Orchestras, First Step to Financial Health is Happy Audiences

Don’t expect the drumbeat of financial trouble for orchestras to stop.

The Brooklyn Philharmonic performs at the World Financial Center. (Alvina Lai / Brooklyn Philharmonic)

The Brooklyn Philharmonic performs at the World Financial Center. Photo Credit: Alvina Lai/Brooklyn Philharmonic)

Here are a couple quotes that I think are helpful in thinking about the long-term resolution of this. First, from the Chairman of the orchestra’s board, “Despite the Brooklyn Philharmonic’s tremendous artistic successes over the last couple of years, the orchestra continues to experience financial difficulties.”

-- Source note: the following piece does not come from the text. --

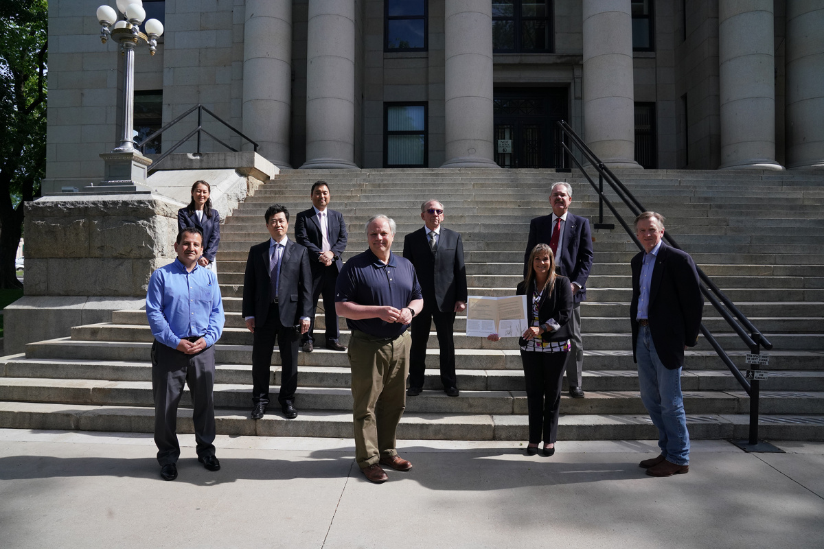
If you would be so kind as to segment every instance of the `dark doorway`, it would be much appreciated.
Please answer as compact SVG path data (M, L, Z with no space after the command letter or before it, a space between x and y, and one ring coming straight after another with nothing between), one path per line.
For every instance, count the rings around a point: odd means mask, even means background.
M502 168L555 168L555 124L567 119L567 88L494 91L495 162Z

If an organization’s definition of artistic success diverges too much from the definition of its audience or the potential audience that it needs, those successes are really limited in value.

Second, Jesse Rosen of the League of American Orchestras says, “All performing-arts organizations are having a problem because audiences can stream what they want on demand and curate their own experience” and implies that flight FROM Brooklyn to the suburbs has depleted the audience available to the Brooklyn Philharmonic. I have to say that the last part strikes me as hard to believe, given the influx of artists and art consumers TO Brooklyn in the last few years. And as to the comment about audiences not showing up because they can “stream what they want,” well, that’s true if there’s no good reason why the live experience is better.

I’m not saying for a second that the answer to improving the financial health of a traditional orchestra is easy. I am saying that at this stage, every orchestra in America (and probably beyond) should be starting with as close to zero assumptions about the specifics of what they should possibly do, and build up from there around an audience.